The phenomenon you describe where you seem to identify with an older man to fantasize about doing to older men whom you suspect of having perpetrated abuse what someone might have done to you as a child, however, doesn’t sound to me to be DID-related. It only seems trauma-related. The reason I suspect this is that you are capable of recognizing that you are not the aggressor, that you are only identifying with the aggressor, and you readily recognize that the motivation would be vengeance, rather than having no idea why you have these intrusive thoughts. You are still identifying with the aggressor, only in this case, you don’t target the victim in your memory (most likely a little girl) but the perpetrator in your memory (an older man). If this were DID-related, I believe you would not fantasize about hurting older men who deserve it, you would fantasize about hurting little girls who don’t deserve it, or at least people who appear to you as little girls at the moment. This seems much more consistent with PTSD than it does with DID. And that would be great news, because it would mean that you are not splitting off another part.

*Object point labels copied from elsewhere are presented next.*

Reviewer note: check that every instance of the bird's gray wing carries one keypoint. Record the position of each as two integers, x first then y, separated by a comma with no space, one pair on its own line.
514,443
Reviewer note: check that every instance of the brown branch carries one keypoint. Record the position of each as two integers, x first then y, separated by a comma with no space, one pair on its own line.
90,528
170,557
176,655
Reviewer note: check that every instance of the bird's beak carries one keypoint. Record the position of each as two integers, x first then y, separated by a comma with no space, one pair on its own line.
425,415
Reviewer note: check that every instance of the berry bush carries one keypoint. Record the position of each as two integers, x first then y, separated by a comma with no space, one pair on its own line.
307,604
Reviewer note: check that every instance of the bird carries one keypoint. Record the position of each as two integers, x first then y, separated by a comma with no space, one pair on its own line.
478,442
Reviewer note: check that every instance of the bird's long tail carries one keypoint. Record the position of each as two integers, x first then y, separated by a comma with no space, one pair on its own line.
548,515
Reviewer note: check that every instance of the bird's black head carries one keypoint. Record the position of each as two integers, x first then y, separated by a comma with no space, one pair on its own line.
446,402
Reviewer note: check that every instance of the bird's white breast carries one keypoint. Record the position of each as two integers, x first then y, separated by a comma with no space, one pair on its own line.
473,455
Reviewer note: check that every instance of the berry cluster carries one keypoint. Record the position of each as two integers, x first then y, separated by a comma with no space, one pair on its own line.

I don’t know if you are familiar with structural dissociation theory, much less whether you believe in it. This theory suggests that DID can’t (and shouldn’t) be cured, but that instead, integration (full or partial) must be achieved. That is, the parts that form the system or some parts that form the system agree to fuse together, which is how people who don’t have DID function—the parts are not separate but they form a coordinated unit. For more information on integration, you can start here: https://did-research.org/treatment/integration

I mention integration because the fact that you seem to have a reaction to a buried memory that is more PTSD-like than DID-like could mean that you have been integrating or that you are more capable of integrating, if that is your wish. You might ask your therapist, if you are up for it, to discuss this.

I do believe that the fact that you recognize why you have the intrusive thoughts and what is the likely motivation behind them is very healthy.